GAMLSS in Python, Finally

R has had the gamlss package since 2005. It is well-documented, reasonably performant, and routinely used in serious distributional modelling work — both in academia and by actuaries who know that severity distributions are heteroscedastic and want to do something about it. In twenty years, Python has produced nothing equivalent. There are distributional GBMs, quantile regression libraries, and various partial implementations. None of them are GAMLSS.

insurance-distributional-glm is GAMLSS in Python. Seven distribution families, the RS (Rigby-Stasinopoulos) fitting algorithm with backtracking, sklearn-compatible API, and the same fit/predict interface pricing teams already know.

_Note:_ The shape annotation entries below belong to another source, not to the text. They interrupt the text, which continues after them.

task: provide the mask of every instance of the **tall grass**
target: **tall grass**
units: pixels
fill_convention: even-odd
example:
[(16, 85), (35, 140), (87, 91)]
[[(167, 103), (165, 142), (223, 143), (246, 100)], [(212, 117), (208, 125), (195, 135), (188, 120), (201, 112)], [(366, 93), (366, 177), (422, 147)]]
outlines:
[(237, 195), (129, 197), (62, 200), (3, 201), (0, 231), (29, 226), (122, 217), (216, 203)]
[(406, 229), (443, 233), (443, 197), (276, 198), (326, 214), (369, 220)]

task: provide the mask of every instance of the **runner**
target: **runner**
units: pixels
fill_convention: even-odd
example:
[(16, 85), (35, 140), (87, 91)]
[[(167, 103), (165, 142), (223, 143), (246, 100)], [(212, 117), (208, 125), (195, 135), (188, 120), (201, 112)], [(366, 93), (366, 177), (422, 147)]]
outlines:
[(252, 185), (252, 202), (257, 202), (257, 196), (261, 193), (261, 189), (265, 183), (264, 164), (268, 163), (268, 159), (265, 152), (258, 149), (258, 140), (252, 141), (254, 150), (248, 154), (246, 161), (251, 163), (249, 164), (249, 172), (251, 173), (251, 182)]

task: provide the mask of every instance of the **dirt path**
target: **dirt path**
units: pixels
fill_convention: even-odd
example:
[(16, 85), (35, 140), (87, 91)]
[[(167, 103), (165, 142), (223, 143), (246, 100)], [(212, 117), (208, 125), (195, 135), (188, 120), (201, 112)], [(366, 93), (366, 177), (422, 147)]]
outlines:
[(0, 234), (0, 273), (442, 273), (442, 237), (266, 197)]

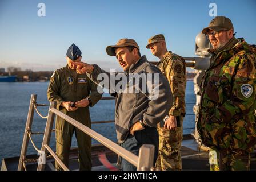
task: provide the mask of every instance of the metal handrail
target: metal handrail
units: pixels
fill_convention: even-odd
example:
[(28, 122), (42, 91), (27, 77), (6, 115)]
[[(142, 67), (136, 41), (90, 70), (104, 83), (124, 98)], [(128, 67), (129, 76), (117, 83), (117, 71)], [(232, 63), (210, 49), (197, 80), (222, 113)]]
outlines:
[[(129, 162), (135, 166), (137, 166), (138, 170), (149, 170), (150, 168), (153, 167), (155, 148), (154, 146), (150, 144), (142, 145), (139, 150), (139, 156), (137, 156), (107, 138), (101, 135), (96, 131), (94, 131), (87, 126), (65, 114), (62, 112), (56, 109), (55, 107), (56, 102), (51, 102), (45, 135), (42, 144), (41, 152), (46, 154), (46, 150), (47, 150), (51, 153), (51, 154), (53, 155), (51, 153), (53, 153), (53, 151), (49, 147), (49, 143), (50, 142), (50, 138), (51, 136), (50, 131), (51, 131), (54, 118), (55, 118), (55, 115), (56, 114), (77, 129), (82, 131), (83, 133), (87, 134), (94, 139), (97, 140), (106, 147), (118, 154), (119, 156)], [(56, 162), (58, 163), (59, 161), (58, 157), (54, 155), (53, 155), (53, 156), (55, 159)], [(37, 170), (43, 170), (45, 166), (45, 164), (39, 164)], [(66, 168), (64, 167), (63, 169), (66, 169)]]

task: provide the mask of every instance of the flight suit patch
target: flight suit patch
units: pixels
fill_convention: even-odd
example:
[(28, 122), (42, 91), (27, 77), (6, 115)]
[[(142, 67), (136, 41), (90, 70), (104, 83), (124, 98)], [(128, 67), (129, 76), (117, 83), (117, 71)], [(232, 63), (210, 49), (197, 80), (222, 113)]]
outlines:
[(243, 84), (241, 87), (241, 90), (243, 96), (247, 98), (253, 94), (253, 88), (250, 84)]
[(77, 82), (78, 84), (86, 84), (86, 78), (78, 78), (77, 80)]
[(71, 85), (74, 82), (74, 78), (71, 76), (68, 77), (67, 82), (69, 82), (69, 85)]

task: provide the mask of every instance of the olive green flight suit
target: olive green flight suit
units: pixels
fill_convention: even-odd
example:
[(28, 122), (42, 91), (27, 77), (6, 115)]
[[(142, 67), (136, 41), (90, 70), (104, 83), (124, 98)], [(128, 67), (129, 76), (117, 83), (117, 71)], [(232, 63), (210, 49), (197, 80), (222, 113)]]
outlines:
[[(63, 101), (77, 102), (90, 98), (90, 106), (94, 105), (102, 94), (97, 92), (97, 85), (86, 74), (78, 75), (69, 65), (55, 71), (51, 77), (47, 93), (49, 101), (57, 101), (57, 109), (81, 123), (91, 127), (89, 108), (78, 107), (74, 111), (67, 111), (61, 106)], [(69, 150), (74, 131), (77, 139), (79, 170), (91, 170), (91, 138), (63, 119), (57, 117), (56, 154), (68, 167)], [(55, 162), (57, 170), (61, 167)]]

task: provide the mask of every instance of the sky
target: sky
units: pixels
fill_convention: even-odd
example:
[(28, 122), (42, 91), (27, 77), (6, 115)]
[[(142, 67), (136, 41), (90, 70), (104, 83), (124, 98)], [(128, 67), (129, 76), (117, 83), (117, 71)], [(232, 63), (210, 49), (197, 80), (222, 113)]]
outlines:
[[(40, 3), (45, 16), (38, 15)], [(256, 0), (0, 0), (0, 68), (54, 71), (66, 65), (66, 51), (74, 43), (83, 61), (121, 71), (106, 47), (133, 39), (142, 55), (158, 61), (146, 48), (147, 39), (158, 34), (169, 50), (195, 57), (195, 36), (214, 18), (211, 3), (218, 16), (232, 20), (237, 38), (256, 44)]]

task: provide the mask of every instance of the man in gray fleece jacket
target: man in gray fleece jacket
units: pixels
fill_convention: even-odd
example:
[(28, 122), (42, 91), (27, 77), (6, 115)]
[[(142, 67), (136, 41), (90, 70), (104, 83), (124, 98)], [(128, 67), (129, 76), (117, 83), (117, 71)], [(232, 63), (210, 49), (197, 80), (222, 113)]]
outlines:
[[(153, 144), (155, 163), (158, 149), (157, 124), (168, 115), (173, 103), (169, 84), (157, 67), (149, 63), (145, 56), (141, 57), (133, 39), (120, 39), (116, 45), (107, 46), (106, 52), (116, 56), (125, 73), (111, 75), (96, 64), (73, 64), (77, 65), (78, 73), (86, 73), (98, 85), (116, 93), (115, 120), (120, 145), (138, 155), (142, 144)], [(139, 83), (135, 81), (134, 84), (134, 78)], [(124, 171), (137, 169), (122, 158), (121, 166)]]

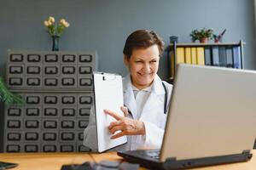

Pure NumPy/SciPy — no R dependency, no PyTorch, no optional extras. 2,847 lines, 114 tests, v0.1.0.

uv add insurance-distributional-glm

What GAMLSS actually is

A GLM fits a single parameter of a distribution as a function of covariates. For a Gamma GLM, that parameter is the mean (or equivalently, the log-mean). The dispersion — which controls the width of the distribution — is a nuisance parameter, estimated globally, assumed constant across all policies.

That assumption is wrong. A 19-year-old driving a modified hatchback has not just a higher expected claim severity but a higher variance around that severity. The distribution is wider. A fleet vehicle driven professionally may have lower variance despite a similar or higher mean. Assuming constant dispersion forces you to fit the same width distribution to every policy.

GAMLSS — Generalised Additive Models for Location, Scale and Shape — relaxes this. Every distributional parameter can be modelled as a function of covariates:

Location (usually the mean or log-mean): this is what a GLM fits
Scale (dispersion, standard deviation): GAMLSS lets you make this covariate-dependent
Shape parameters (skewness, kurtosis, zero-inflation probability): same

For a Gamma distribution, GAMLSS fits both mu and sigma as functions of covariates. For a Zero-Inflated Poisson, it fits mu (the Poisson rate) and nu (the zero-inflation probability) simultaneously, each with its own linear predictor.

This is not a marginal improvement on a GLM. It is a fundamentally different model class that includes GLMs as a special case.

The seven families

insurance-distributional-glm ships with seven distribution families selected for their relevance to insurance pricing:

Gamma — the workhorse for claim severity. Location-scale parameterisation with log-link for mu and log-link for sigma. The correct choice when severity is right-skewed and strictly positive.

LogNormal — alternative to Gamma for severity. Heavier tail than Gamma for the same mean and variance. The log-scale parameterisation (mu as log-mean, sigma as log-scale) is natural for multiplicative rating factor interpretation.

InverseGaussian — heavier-tailed than both. Useful when large losses are materially more likely than Gamma would predict — bodily injury severity on UK motor, large commercial property losses.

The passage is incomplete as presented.